Member of the Minnesota House of Representatives from the 22A district
- In office January 5, 1971 – January 1, 1973

Personal details
- Born: October 17, 1922 Montevideo, Minnesota, U.S.
- Died: March 23, 1980 (aged 57) Peoria, Illinois, U.S.
- Cause of death: Heart attack
- Resting place: Sunset Memorial Cemetery
- Spouse: Lois Berdahl ​(m. 1946)​
- Children: 4
- Alma mater: University of Minnesota St. Olaf College
- Profession: Politician, farmer

Military service
- Allegiance: United States
- Branch/service: United States Army Air Forces
- Years of service: 1942–1946
- Battles/wars: World War II

= Eugene Allison Smith =

American politician (1922–1980)

Eugene Allison Smith (October 17, 1922 - March 23, 1980) was an American politician and farmer.
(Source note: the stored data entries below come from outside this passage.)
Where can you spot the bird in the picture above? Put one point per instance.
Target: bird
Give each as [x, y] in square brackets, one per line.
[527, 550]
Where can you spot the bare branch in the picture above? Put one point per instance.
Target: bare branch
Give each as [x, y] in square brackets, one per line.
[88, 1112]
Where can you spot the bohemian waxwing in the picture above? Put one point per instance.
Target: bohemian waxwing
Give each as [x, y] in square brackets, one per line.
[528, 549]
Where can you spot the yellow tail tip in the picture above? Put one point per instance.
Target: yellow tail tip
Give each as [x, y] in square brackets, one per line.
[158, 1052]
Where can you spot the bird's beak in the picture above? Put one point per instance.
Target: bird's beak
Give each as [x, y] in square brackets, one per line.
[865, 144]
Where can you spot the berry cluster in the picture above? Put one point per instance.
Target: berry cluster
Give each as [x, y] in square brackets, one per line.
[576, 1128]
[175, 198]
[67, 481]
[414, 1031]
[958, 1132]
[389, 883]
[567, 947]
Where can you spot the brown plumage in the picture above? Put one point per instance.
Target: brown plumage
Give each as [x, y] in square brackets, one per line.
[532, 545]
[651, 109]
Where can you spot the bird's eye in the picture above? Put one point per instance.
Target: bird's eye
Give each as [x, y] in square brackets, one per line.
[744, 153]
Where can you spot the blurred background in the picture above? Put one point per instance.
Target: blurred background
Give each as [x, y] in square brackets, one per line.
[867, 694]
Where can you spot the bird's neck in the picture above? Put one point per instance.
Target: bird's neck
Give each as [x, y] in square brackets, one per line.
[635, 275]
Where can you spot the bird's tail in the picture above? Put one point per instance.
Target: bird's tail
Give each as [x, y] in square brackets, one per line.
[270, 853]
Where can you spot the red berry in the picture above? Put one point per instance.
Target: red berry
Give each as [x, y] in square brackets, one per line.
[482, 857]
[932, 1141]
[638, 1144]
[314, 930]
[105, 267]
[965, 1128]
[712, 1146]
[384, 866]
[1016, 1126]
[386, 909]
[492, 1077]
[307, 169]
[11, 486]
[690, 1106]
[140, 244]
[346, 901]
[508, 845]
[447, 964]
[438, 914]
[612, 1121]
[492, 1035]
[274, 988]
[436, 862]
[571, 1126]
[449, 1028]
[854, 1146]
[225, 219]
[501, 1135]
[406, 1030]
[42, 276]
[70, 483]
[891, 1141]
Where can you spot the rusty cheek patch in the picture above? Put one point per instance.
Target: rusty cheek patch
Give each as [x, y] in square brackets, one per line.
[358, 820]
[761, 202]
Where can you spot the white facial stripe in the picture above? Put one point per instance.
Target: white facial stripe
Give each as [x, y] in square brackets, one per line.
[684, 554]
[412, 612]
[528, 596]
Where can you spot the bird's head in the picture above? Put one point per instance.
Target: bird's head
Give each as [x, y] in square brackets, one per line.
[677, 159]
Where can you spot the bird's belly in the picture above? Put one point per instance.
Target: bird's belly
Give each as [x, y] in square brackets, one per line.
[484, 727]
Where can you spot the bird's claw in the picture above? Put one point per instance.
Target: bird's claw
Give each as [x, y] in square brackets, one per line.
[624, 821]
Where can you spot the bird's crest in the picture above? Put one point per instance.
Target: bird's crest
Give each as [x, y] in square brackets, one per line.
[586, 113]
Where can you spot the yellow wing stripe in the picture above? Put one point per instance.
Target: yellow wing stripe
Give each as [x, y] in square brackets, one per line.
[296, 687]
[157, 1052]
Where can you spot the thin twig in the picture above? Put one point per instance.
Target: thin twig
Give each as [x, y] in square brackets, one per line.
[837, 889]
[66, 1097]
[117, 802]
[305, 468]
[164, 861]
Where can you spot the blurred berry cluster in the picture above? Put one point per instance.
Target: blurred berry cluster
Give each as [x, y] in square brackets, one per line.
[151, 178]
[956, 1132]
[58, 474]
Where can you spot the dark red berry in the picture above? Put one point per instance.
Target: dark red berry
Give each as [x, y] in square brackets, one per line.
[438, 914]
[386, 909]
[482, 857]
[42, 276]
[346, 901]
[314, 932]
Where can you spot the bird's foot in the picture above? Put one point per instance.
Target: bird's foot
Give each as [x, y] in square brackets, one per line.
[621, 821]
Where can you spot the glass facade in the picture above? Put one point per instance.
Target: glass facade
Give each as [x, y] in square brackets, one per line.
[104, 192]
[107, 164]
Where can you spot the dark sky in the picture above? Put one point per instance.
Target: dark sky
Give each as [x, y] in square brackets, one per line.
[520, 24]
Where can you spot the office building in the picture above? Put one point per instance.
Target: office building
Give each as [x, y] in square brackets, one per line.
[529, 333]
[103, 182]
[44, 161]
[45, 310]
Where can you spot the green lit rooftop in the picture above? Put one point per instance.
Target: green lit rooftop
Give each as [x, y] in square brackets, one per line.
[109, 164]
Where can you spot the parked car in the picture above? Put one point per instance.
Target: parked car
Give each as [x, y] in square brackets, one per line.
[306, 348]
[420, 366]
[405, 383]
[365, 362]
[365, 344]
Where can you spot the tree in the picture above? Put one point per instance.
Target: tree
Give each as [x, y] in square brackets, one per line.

Smith was born in Montevideo, Minnesota and graduated from Montevideo High School in 1940. He went to the University of Minnesota and St. Olaf College. Smith served in the United States Army Air Force during World War II. He was a farmer and lived in Montevideo, Minnesota with his wife and family. Smith served in the Minnesota House of Representatives in 1971 and 1972 and was on the Montevideo Library Board. Smith died at a hospital in Peoria, Illinois after suffering a heart attack; he was performing with the Gay Nineties Quartet in Peoria, Illinois.